Экспресс-методы диагностики: иммунохимические, биохими­ческие и молекулярно-биологические исследования. Иммуно­химические исследования. Мазки из экссудата обраба­тывают противокапсульной сибиреязвенной антисывороткой, а затем флюоресцирующей антикроличьей сывороткой, мечен­ной родамином. В препаратах, содержащих капсульные бацил­лы, наблюдается желто-зеленое свечение возбудителя.

Антигены B.anthracis (секретируемые белки — "протектив-ный антиген" и токсины) в исследуемом материале из очага инфекции могут быть обнаружены с помощью чувствительных серологических реакций (ИФА и др.).

Реакцию термокольцепреципитации Асколи для исследова­ния трупного материала ставят при необходимости диагности­ровать сибирскую язву у павших животных или у людей, умер­ших от неизвестной болезни, напоминающей висцеральную форму сибирской язвы, а также для определения зараженности сырья (кожа, мех, шерсть). Образцы исследуемого материала измельчают и кипятят в пробирке с изотоническим раствором хлорида натрия в течение 5—10 мин, после чего фильтруют до полной прозрачности. Преципитирующую сибиреязвенную сы­воротку получают путем гипериммунизации лошадей убитой культурой B.anthracis. Испытуемый термоэкстракт осторожно наслаивают на поверхность сыворотки в преципитационной пробирке. В положительном случае через 1—2 мин в месте соприкосновения появляется белое кольцо преципитации, что свидетельствует о присутствии в материале антигенов возбуди­теля.

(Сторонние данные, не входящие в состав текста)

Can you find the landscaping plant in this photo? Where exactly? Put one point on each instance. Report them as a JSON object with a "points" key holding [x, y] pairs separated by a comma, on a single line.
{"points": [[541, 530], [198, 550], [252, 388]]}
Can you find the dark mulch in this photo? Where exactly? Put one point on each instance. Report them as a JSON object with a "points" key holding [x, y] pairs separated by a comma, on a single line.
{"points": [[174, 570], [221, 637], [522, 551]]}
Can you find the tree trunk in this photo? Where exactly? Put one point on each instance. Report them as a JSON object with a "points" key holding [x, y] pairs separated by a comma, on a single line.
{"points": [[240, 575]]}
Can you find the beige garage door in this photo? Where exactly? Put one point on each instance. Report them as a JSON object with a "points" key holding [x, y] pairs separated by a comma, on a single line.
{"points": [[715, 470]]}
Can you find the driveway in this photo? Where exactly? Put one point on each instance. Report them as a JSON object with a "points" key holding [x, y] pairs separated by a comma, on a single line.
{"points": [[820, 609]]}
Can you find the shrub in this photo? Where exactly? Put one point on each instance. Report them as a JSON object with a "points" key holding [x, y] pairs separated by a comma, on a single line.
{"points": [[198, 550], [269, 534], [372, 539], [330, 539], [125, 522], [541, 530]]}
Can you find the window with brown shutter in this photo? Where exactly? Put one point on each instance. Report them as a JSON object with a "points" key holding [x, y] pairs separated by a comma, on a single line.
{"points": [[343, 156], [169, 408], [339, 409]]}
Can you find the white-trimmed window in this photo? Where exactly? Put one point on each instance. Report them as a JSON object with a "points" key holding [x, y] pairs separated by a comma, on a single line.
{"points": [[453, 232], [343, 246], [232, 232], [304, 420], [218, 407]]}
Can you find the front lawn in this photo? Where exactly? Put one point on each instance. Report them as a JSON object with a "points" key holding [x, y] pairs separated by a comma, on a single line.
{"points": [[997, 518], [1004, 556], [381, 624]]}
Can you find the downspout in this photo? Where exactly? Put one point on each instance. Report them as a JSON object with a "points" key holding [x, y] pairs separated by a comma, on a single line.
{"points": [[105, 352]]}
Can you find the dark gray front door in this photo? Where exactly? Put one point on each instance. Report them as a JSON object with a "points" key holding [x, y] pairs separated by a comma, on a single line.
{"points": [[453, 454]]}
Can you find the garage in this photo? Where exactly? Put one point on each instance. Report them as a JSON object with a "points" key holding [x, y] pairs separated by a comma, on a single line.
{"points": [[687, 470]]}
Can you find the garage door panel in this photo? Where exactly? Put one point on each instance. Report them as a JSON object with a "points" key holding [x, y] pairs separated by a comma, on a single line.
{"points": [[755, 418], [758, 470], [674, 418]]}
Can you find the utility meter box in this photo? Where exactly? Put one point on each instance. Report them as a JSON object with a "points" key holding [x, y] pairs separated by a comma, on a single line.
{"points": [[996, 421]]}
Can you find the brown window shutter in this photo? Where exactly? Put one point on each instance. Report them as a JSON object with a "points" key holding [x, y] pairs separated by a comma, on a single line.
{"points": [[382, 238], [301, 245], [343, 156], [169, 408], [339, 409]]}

Контрольный термоэкстракт готовят из того же материа­ла, взятого от здорового животного (см. табл. 10.1.1).

Биохимические и молекулярно-биологические исследования. Исследуемый материал, полученный из очага инфекции, используют для обнаружения ДНК возбудителя с помощью ПЦР. В случае обнаружения соответствующих моле­кул можно поставить предварительный диагноз.

Кожно-аллергическая проба. Ставится на внутренней поверх­ности предплечья — внутрикожно вводят 0,1 мл антраксина. При положительной реакции через 24 ч появляются гиперемия и инфильтрат. Положительная реакция регистрируется у 90 % больных сибирской язвой, начиная со 2-й недели заболевания, и сохраняется у переболевших в течение всей жизни, в связи с чем ее диагностическая оценка должна производиться с ос­торожностью.